Over 80 countries have adopted legislative gender quotas to address women's underrepresentation in political leadership. This global dataset from 168 countries between 1990 and 2021 measures the spillover effects of quotas on women's presence in executive cabinets. The data was authored by Giulia Venturini and is hosted by The Journal of Politics Dataverse.
Use Cases
- Analyze the relationship between legislative gender quotas and women's cabinet representation based on the global country-year panel.
- Compare quota effects between parliamentary and non-parliamentary democracies based on the described supply-side mechanism.
- Investigate changes in women's share of high- and low-prestige ministerial portfolios based on the findings mentioned in the description.
- Model the long-term trends in women's political representation post-quota adoption based on the 1990-2021 time range.
Strengths
- Covers 168 countries, providing a broad global scope.
- Spans over three decades of data from 1990 to 2021, enabling longitudinal analysis.

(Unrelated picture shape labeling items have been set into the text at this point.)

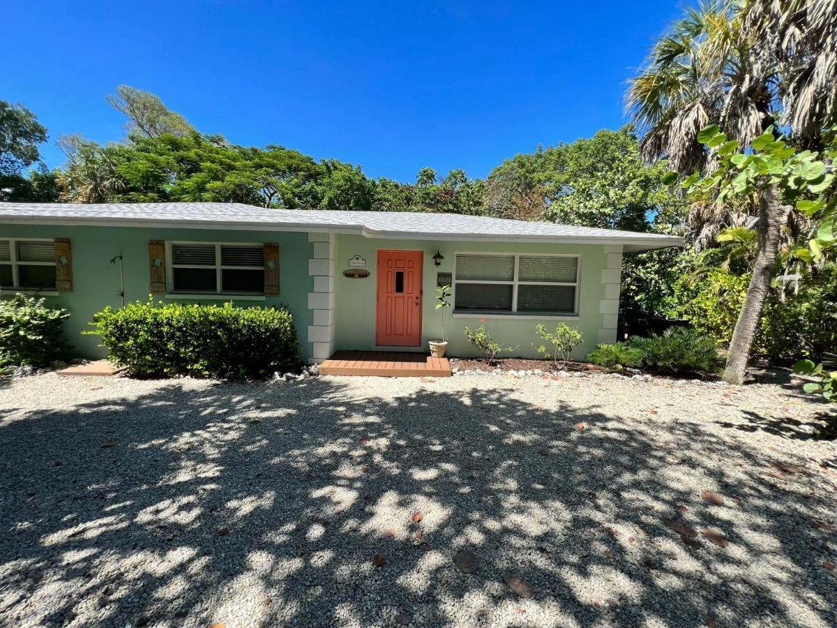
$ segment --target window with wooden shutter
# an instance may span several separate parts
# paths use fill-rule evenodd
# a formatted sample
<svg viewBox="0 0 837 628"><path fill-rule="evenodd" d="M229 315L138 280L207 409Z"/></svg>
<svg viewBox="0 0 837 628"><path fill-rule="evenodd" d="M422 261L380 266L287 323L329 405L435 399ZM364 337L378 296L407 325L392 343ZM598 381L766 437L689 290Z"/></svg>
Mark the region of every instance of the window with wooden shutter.
<svg viewBox="0 0 837 628"><path fill-rule="evenodd" d="M55 288L59 292L73 291L73 255L67 238L56 238Z"/></svg>
<svg viewBox="0 0 837 628"><path fill-rule="evenodd" d="M264 294L279 295L279 245L264 245Z"/></svg>
<svg viewBox="0 0 837 628"><path fill-rule="evenodd" d="M166 243L152 239L148 243L148 290L151 294L166 292Z"/></svg>
<svg viewBox="0 0 837 628"><path fill-rule="evenodd" d="M262 245L172 242L169 252L172 294L265 293Z"/></svg>
<svg viewBox="0 0 837 628"><path fill-rule="evenodd" d="M55 245L51 239L0 240L0 289L56 290Z"/></svg>
<svg viewBox="0 0 837 628"><path fill-rule="evenodd" d="M574 255L458 255L454 307L474 313L574 315Z"/></svg>

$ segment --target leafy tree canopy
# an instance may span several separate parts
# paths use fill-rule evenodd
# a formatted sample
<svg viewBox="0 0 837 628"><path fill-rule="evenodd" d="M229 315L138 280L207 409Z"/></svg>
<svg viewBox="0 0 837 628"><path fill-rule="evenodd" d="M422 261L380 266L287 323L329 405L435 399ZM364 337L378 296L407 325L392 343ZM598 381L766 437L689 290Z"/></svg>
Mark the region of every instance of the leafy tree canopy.
<svg viewBox="0 0 837 628"><path fill-rule="evenodd" d="M106 98L110 106L127 116L125 126L131 139L184 136L195 131L186 118L168 109L159 96L151 92L120 85L116 94L109 94Z"/></svg>
<svg viewBox="0 0 837 628"><path fill-rule="evenodd" d="M0 100L0 175L19 174L40 158L47 130L23 105Z"/></svg>
<svg viewBox="0 0 837 628"><path fill-rule="evenodd" d="M643 162L627 126L506 160L489 175L487 204L509 218L648 231L676 204L665 174Z"/></svg>

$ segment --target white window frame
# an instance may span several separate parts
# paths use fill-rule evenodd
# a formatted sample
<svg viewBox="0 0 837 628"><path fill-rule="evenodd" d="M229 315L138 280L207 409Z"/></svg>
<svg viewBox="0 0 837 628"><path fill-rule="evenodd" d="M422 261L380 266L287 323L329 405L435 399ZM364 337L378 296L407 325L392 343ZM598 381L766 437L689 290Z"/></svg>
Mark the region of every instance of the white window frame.
<svg viewBox="0 0 837 628"><path fill-rule="evenodd" d="M54 247L55 245L55 240L49 238L0 238L0 240L5 240L8 242L8 252L9 252L9 261L0 260L0 264L7 266L12 266L12 286L0 286L0 290L3 291L3 294L11 294L13 292L31 292L33 294L44 295L46 296L57 296L58 291L55 288L51 290L38 290L37 288L22 288L20 287L20 272L19 268L21 265L23 266L52 266L55 268L55 262L22 262L18 260L18 242L43 242L45 244L50 244ZM56 270L55 275L56 284L58 282L58 270Z"/></svg>
<svg viewBox="0 0 837 628"><path fill-rule="evenodd" d="M175 264L173 246L175 245L214 246L215 264ZM264 272L264 265L260 266L227 266L221 263L222 246L249 246L252 249L264 250L264 245L260 242L195 242L192 240L166 240L166 298L167 299L223 299L224 301L264 301L264 288L260 293L256 292L222 292L222 270L261 270ZM175 292L175 268L213 268L215 269L214 292Z"/></svg>
<svg viewBox="0 0 837 628"><path fill-rule="evenodd" d="M475 310L458 310L456 308L456 261L459 257L465 256L497 256L497 257L514 257L515 258L515 275L514 278L509 281L495 281L489 280L471 280L463 279L460 283L465 284L494 284L501 286L511 286L511 311L486 310L479 311ZM520 258L521 257L573 257L576 260L576 281L521 281L518 279L520 270ZM556 320L578 320L578 303L581 298L581 255L570 255L566 253L495 253L489 251L463 251L454 253L454 273L451 280L451 291L454 301L453 317L454 318L544 318ZM549 312L549 311L517 311L517 287L519 286L573 286L575 287L575 302L572 312Z"/></svg>

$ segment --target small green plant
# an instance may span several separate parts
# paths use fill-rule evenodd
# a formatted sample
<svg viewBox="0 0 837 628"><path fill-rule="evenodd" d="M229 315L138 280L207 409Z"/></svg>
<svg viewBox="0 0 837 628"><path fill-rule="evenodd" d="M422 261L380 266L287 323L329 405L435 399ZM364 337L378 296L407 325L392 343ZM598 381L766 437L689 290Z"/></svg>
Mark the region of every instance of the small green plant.
<svg viewBox="0 0 837 628"><path fill-rule="evenodd" d="M537 325L535 330L545 341L544 344L537 347L538 353L552 360L552 365L557 368L564 368L570 361L573 347L584 342L582 332L565 322L559 322L552 332L543 324Z"/></svg>
<svg viewBox="0 0 837 628"><path fill-rule="evenodd" d="M642 352L627 342L597 344L596 348L587 354L587 359L608 370L621 371L625 367L635 368L642 364Z"/></svg>
<svg viewBox="0 0 837 628"><path fill-rule="evenodd" d="M670 327L662 336L634 337L628 344L642 353L645 368L660 373L709 373L721 365L713 338L691 327Z"/></svg>
<svg viewBox="0 0 837 628"><path fill-rule="evenodd" d="M270 377L299 368L294 318L287 309L136 301L93 317L109 358L136 375L231 379Z"/></svg>
<svg viewBox="0 0 837 628"><path fill-rule="evenodd" d="M44 297L16 294L0 301L0 367L44 366L64 349L61 323L66 310L49 307Z"/></svg>
<svg viewBox="0 0 837 628"><path fill-rule="evenodd" d="M485 329L485 319L480 319L480 327L475 330L465 327L465 337L468 342L476 347L482 357L488 360L489 364L493 364L497 355L503 351L514 351L514 347L503 347Z"/></svg>
<svg viewBox="0 0 837 628"><path fill-rule="evenodd" d="M443 310L445 307L450 307L450 286L436 286L436 309ZM442 314L442 342L444 342L444 312Z"/></svg>
<svg viewBox="0 0 837 628"><path fill-rule="evenodd" d="M829 362L819 364L815 364L812 360L799 360L793 365L793 372L819 379L819 382L807 382L803 385L802 389L806 393L821 394L826 401L837 403L837 355L827 355ZM827 370L828 367L833 367L835 370Z"/></svg>

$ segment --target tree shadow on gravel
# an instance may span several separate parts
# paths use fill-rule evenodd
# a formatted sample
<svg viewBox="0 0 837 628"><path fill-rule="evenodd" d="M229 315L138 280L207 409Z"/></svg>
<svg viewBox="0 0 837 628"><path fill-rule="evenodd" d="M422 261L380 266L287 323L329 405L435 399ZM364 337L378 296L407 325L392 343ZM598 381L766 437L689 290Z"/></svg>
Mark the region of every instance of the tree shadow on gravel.
<svg viewBox="0 0 837 628"><path fill-rule="evenodd" d="M367 381L171 382L6 419L0 623L837 624L819 471L512 387Z"/></svg>

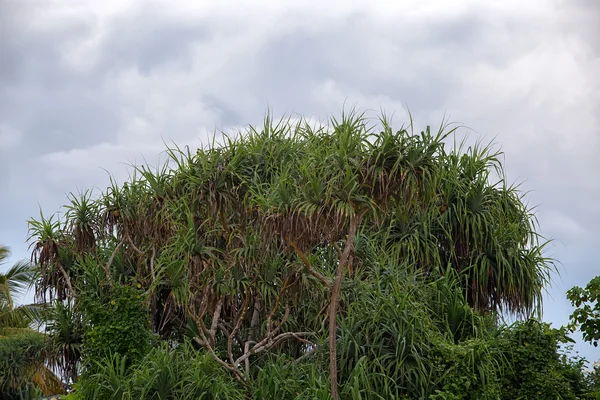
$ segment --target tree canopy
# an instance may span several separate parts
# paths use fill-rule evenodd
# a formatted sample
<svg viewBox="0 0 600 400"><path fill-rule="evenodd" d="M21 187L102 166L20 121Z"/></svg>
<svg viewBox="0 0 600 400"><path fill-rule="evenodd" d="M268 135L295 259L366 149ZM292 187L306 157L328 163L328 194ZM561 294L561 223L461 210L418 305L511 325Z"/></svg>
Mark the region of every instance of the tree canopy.
<svg viewBox="0 0 600 400"><path fill-rule="evenodd" d="M87 326L84 351L59 357L73 380L100 342L143 358L147 329L190 339L241 385L261 379L266 356L326 349L333 398L364 360L393 375L397 394L431 395L443 387L426 376L441 347L424 337L456 352L497 313L540 310L554 264L535 216L501 153L457 143L447 124L416 133L354 112L322 125L267 117L166 154L100 195L71 195L61 218L29 222L38 298L74 316L69 338ZM119 312L136 322L114 321ZM486 346L460 346L479 346L480 367L494 370Z"/></svg>

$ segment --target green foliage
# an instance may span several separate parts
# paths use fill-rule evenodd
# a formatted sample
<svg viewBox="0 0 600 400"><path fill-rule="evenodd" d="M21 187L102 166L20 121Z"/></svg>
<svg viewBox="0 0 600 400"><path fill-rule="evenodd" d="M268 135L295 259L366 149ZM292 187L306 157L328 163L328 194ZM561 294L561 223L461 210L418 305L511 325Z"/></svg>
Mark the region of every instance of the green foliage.
<svg viewBox="0 0 600 400"><path fill-rule="evenodd" d="M571 329L579 328L583 340L597 347L600 341L600 276L593 278L583 289L579 286L570 289L567 299L575 307L571 314Z"/></svg>
<svg viewBox="0 0 600 400"><path fill-rule="evenodd" d="M17 399L45 359L44 335L31 330L0 329L0 399Z"/></svg>
<svg viewBox="0 0 600 400"><path fill-rule="evenodd" d="M83 398L512 390L495 315L538 311L554 266L500 153L448 149L453 132L267 117L40 214L37 294L63 304L48 326L67 379L81 355Z"/></svg>
<svg viewBox="0 0 600 400"><path fill-rule="evenodd" d="M152 346L143 292L127 285L106 287L80 299L84 315L82 353L87 373L110 354L141 360Z"/></svg>
<svg viewBox="0 0 600 400"><path fill-rule="evenodd" d="M585 395L583 360L559 351L571 343L564 329L537 320L515 323L501 335L509 368L502 377L502 399L577 399Z"/></svg>
<svg viewBox="0 0 600 400"><path fill-rule="evenodd" d="M118 353L97 361L77 383L74 399L242 400L238 383L189 344L155 347L139 363Z"/></svg>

- Based on research finding a 15 percent increase in women ministers relative to baseline.
Limitations
- Column-level documentation is absent; field semantics must be inferred after download.
Provenance
- Source
- The Journal of Politics Dataverse
- Collection Method
- Likely compiled from official government records and legislative databases.
- Time Range
- 1990 to 2021
- Freshness
- Last updated 2026-05-23 22:16:49; freshness should be verified.